Marrocos pede até dois anos de prisão para adeptos senegaleses

Danos no estádio custaram mais de 370 mil euros, segundo o Ministério Público marroquino

O Ministério Público de Marrocos pediu esta quinta-feira penas de prisão efetiva até dois anos para cada um dos 18 adeptos senegaleses detidos no país desde a polémica final da CAN, a 18 de janeiro. Os arguidos são acusados de «hooliganismo» na sequência de incidentes ocorridos durante o jogo.

Numa nova audiência no tribunal de primeira instância de Rabat, o representante do Ministério Público afirmou que os adeptos «quiseram deliberadamente perturbar o bom desenrolar do jogo» e «cometeram atos de violência transmitidos em direto por canais de televisão».

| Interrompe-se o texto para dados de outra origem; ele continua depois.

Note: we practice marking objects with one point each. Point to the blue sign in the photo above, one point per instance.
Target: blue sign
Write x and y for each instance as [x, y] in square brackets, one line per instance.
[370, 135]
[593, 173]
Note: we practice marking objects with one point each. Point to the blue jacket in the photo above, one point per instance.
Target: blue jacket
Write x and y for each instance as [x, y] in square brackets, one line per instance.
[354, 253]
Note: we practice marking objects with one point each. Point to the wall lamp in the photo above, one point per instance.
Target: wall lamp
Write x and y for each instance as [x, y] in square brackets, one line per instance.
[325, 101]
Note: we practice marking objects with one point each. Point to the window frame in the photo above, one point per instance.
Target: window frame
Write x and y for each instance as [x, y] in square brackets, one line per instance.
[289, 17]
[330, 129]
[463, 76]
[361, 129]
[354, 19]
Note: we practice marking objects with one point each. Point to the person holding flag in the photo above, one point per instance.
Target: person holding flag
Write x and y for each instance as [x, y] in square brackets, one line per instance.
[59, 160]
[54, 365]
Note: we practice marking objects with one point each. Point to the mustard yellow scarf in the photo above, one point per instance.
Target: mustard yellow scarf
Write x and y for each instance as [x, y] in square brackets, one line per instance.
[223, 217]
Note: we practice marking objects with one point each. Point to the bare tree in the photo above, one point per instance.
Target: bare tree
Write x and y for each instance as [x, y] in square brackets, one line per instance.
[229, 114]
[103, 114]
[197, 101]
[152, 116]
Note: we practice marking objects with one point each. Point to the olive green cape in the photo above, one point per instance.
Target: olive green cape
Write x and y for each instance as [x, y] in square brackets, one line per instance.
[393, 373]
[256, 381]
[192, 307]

Os 18 senegaleses enfrentam acusações que incluem atos de violência contra as forças da ordem, danos em equipamentos desportivos, invasão de campo e arremesso de projéteis. A pena de dois anos de prisão corresponde à sanção máxima prevista para estes crimes.

Através dos seus advogados, e com o apoio da Federação Senegalesa de Futebol (FSF) e de vários jogadores, os acusados negaram todas as infrações de que são alvo. Recorde-se que a final, vencida pelo Senegal por 1-0 após prolongamento, foi marcada por momentos de grande tensão.

A tensão aumentou nos minutos finais do encontro, quando um penálti assinalado a favor de Marrocos, e posteriormente falhado por Brahim Díaz, foi veementemente contestado pelos jogadores senegaleses, que chegaram a recolher aos balneários por alguns minutos. Segundo a acusação marroquina, foi nesse momento que adeptos senegaleses descontentes tentaram invadir o relvado e arremessaram objetos, incluindo pelo menos uma cadeira.

De acordo com o Ministério Público, os danos materiais no estádio, que foi totalmente reconstruído antes da CAN, estão avaliados em mais de 370 mil euros.